Hulagu Khan

Hulagu Khan
Ilkhan of the Ilkhanate
Hulagu Khan.jpg
Painting of Hulagu Khan by Rashid-al-Din Hamadani, early 14th century.
Reign1256 – 8 February 1265
SuccessorAbaqa Khan
Born15 October 1218
Died8 February 1265(1265-02-08) (aged 46)
Burial
Consort
Issue
HouseBorjigin
FatherTolui
MotherSorghaghtani Beki
ReligionBuddhism[1][2]

Hulagu Khan, also known as Hülegü or Hulegu (Mongolian: Хүлэгү/ᠬᠦᠯᠡᠭᠦ, romanized: Hu’legu’/Qülegü; Chagatay: ہلاکو; Persian: هولاکو خان‎, Hulâgu xân; Arabic: هولاكو خان/ هَلَاوُن; Chinese: 旭烈兀; pinyin: Xùlièwù [ɕû.ljê.û]; c. 1218 – 8 February 1265), was a Mongol ruler who conquered much of Western Asia. Son of Tolui and the Keraite princess Sorghaghtani Beki, he was a grandson of Genghis Khan and brother of Ariq Böke, Möngke Khan, and Kublai Khan.

Hulagu's army greatly expanded the southwestern portion of the Mongol Empire, founding the Ilkhanate of Persia, a precursor to the eventual Safavid dynasty, and then the modern state of Iran. Under Hulagu's leadership, the siege of Baghdad (1258) destroyed Baghdad's standing in the Islamic world and weakened Damascus, causing a shift of Islamic influence to the Mamluk Sultanate in Cairo and ended the Abbasid Dynasty.

Background

Hulagu was born to Tolui, one of Genghis Khan's sons, and Sorghaghtani Beki, an influential Keraite princess. Sorghaghtani successfully navigated Mongol politics, arranging for all of her sons to become Mongol leaders.
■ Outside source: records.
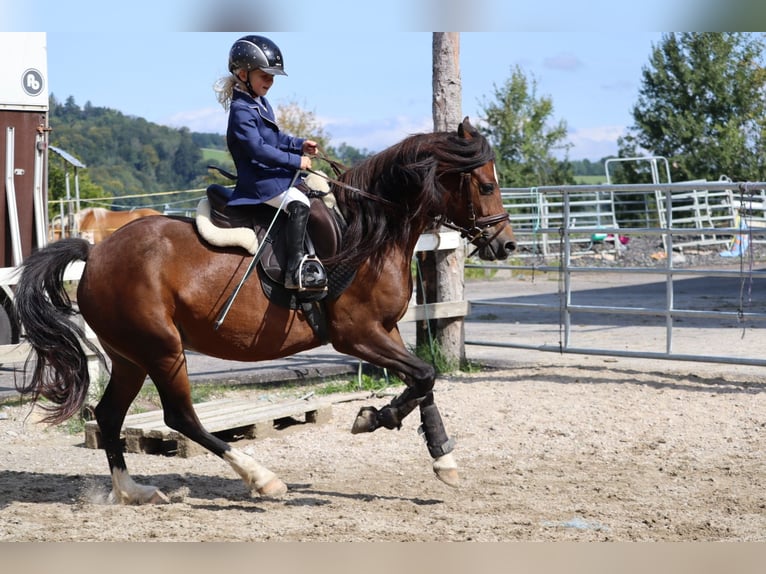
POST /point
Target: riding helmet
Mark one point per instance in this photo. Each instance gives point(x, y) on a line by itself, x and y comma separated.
point(256, 53)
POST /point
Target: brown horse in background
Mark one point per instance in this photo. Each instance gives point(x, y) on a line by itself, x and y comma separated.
point(155, 288)
point(97, 223)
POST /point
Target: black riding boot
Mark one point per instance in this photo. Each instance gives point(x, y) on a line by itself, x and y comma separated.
point(301, 273)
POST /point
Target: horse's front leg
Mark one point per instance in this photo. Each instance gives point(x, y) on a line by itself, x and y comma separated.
point(390, 352)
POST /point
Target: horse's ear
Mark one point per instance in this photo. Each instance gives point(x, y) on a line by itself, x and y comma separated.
point(465, 129)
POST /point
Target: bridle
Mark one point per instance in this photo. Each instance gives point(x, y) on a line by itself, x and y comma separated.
point(476, 232)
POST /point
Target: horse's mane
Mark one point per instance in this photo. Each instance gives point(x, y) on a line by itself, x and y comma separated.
point(408, 175)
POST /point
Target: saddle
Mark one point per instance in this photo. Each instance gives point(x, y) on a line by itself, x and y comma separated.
point(247, 229)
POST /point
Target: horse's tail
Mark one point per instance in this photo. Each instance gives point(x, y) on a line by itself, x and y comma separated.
point(44, 310)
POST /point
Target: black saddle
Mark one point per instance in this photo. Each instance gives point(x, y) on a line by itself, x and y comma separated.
point(323, 238)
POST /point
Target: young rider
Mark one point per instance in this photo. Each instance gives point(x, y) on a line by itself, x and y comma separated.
point(267, 159)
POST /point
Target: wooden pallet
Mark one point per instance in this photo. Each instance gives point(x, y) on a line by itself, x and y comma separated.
point(229, 419)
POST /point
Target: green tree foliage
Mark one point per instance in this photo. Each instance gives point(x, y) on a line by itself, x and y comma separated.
point(701, 105)
point(519, 126)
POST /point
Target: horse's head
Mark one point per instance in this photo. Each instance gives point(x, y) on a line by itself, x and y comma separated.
point(476, 207)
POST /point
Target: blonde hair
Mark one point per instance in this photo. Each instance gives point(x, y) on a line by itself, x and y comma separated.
point(224, 89)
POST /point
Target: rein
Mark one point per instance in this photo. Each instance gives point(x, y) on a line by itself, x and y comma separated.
point(475, 233)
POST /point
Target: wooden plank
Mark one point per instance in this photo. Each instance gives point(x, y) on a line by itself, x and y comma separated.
point(147, 432)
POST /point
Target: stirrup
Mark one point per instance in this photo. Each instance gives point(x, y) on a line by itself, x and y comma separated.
point(310, 275)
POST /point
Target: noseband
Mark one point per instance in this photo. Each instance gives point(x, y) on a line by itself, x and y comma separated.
point(475, 231)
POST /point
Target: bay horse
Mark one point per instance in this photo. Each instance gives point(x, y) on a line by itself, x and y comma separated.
point(155, 288)
point(96, 223)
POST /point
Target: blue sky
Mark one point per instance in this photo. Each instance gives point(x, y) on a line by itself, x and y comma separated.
point(369, 86)
point(369, 89)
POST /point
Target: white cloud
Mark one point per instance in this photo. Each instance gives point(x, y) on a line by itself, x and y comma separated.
point(374, 135)
point(204, 120)
point(594, 143)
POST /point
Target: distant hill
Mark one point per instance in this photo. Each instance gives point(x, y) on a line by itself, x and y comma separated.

She was a Christian of the Church of the East (often referred to as "Nestorianism") and Hulagu was friendly to Christianity. Hulagu's favorite wife, Doquz Khatun, was also a Christian, as was his closest friend and general, Kitbuqa. It is recorded however that he converted to Buddhism as he neared death,[3] against the will of Doquz Khatun.[4] The erection of a Buddhist temple at Ḵoy testifies his interest in that religion.[5]

Hulagu had at least three children: Abaqa Khan, Tekuder, and Taraqai. Abaqa was second Ilkhan of Iran from 1265–82, Teguder Ahmad was third Ilkhan from 1282–84, and Taraqai's son Baydu became Ilkhan in 1295.[6] Mīr-Khvānd mentions two more children, given as Hyaxemet and Tandon in an early translation; Hyaxemet initially served as governor of Armenia and Azerbaijan, while Tandon was given Diyarbakır and Iraq.[7] The order of birth is listed as Abaqa, Hyaxemet, Tandon, Teguder, then Taraqai. His daughter-in-law, Absh Khatun, was sent to Shiraz to reign in 1263.[8]